Peter still said nothing; he was choking.

"You had better have a bit of something more than bacon and flour,
Peter," he went on, "and I'll give you a hand to carry the truck
home. I guess your wife won't mind seeing me with you; then she'll
know that you've taken a job with me again, you see. Come along and
give me a hand to hitch the mare up. I'll drive you down."

"Ah--ah--Boss--Boss!" spoke Peter then, with terrible gasps between.
"Boss--O my God, Mr. Pontiac--I can't never look you in the face
again!"

"Peter McGrath--old neighbor,"--and John Pontiac laid his hand on the
shaking shoulder,--"I guess I know all about it; I guess I do.
Sometimes a man is driven he don't know how. Now we will say no more
about it. I'll load up, and you come right along with me. And mind,
I'll do the talking to your wife."

* * * * *

Mary Ann McGrath was in a terrible frame of mind. What had become of
Peter?

She had gone out to look down the road, and had been recalled by
Number Eleven's crying. Number Ten then chimed in; Nine, too, awoke,
and determined to resume his privileges as an infant. One after
another they got up and huddled around her--craving, craving--all but
the three eldest, who had been well practised in the stoical
philosophy by the gradual decrease of their rations. But these bounced
up suddenly at the sound of a grand jangle of bells.

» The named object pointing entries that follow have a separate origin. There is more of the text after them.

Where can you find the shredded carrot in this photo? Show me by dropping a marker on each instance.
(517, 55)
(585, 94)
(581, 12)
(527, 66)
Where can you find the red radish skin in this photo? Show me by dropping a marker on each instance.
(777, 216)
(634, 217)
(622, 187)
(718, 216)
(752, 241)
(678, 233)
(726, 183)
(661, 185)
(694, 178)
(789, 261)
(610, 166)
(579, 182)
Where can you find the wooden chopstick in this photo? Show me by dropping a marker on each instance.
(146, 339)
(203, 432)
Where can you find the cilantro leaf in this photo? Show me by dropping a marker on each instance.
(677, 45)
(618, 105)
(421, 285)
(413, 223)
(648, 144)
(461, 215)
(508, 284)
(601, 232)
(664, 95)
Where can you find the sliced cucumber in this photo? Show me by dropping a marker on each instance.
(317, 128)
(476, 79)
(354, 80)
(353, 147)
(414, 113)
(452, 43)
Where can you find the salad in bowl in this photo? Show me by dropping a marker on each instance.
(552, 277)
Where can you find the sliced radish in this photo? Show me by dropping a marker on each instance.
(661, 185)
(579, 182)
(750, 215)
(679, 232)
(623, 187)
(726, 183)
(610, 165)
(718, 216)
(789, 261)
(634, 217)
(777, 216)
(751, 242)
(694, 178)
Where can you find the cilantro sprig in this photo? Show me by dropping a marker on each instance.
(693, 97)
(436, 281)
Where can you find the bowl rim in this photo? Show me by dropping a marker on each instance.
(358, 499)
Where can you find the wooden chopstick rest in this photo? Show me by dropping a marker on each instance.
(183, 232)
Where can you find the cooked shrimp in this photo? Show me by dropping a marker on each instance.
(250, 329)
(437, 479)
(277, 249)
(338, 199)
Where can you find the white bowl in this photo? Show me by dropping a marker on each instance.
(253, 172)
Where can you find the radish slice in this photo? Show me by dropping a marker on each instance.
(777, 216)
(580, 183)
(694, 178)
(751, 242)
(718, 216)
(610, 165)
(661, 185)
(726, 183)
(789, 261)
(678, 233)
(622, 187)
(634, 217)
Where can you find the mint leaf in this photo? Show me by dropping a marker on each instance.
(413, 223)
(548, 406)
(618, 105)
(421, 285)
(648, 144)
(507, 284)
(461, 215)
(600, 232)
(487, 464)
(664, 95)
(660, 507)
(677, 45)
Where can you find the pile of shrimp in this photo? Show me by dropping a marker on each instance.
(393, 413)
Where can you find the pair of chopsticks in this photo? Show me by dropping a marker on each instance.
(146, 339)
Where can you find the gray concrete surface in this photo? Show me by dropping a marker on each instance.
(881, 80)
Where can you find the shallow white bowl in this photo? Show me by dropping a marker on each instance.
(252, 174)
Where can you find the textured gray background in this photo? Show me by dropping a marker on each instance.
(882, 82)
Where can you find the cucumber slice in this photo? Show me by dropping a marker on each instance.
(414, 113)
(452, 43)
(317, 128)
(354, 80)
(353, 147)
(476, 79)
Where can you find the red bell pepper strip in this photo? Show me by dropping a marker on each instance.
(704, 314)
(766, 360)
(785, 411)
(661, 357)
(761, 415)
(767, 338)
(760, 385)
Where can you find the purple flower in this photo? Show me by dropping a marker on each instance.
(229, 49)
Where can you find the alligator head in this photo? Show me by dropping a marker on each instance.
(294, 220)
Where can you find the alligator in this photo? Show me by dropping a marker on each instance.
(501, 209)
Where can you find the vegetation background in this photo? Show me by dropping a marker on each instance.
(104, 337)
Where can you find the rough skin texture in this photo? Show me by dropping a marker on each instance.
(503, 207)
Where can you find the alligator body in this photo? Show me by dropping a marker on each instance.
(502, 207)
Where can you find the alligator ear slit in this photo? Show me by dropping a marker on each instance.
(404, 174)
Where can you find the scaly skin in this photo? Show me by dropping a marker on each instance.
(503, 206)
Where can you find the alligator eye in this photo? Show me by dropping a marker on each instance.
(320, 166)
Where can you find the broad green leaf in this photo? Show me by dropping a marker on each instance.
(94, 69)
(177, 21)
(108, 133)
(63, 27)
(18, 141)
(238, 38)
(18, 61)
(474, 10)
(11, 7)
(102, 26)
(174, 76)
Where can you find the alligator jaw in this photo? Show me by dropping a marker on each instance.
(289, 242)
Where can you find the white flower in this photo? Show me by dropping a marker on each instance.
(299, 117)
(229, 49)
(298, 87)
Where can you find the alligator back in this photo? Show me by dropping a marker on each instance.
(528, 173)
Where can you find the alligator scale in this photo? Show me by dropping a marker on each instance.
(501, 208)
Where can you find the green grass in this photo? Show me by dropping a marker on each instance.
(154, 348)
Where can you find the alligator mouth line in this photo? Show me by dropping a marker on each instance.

Could it be? Mr. Pontiac they had no doubt about; but was that real
bacon that he laid on the kitchen table? Then a side of beef, a can of
tea; next a bag of flour, and again an actual keg of sirup. Why, this
was almost incredible! And, last, he came in with an immense round
loaf of bread! The children gathered about it; old John almost
sickened with sorrow for them, and hurrying out his jacknife, passed
big hunks around.

"Well, now, Mrs. McGrath," he said during these operations, "I don't
hardly take it kindly of you and Peter not to have come up to an old
neighbor's house before this for a bit of a loan. It's well I met
Peter to-night. Maybe he'd never have told me your troubles--not but
what I blame myself for not suspecting how it was a bit sooner. I just
made him take a little loan for the present. No, no; don't be talking
like that! Charity! tut! tut! it's just an advance of wages. I've got
a job for Peter; he'll be on pay to-morrow again."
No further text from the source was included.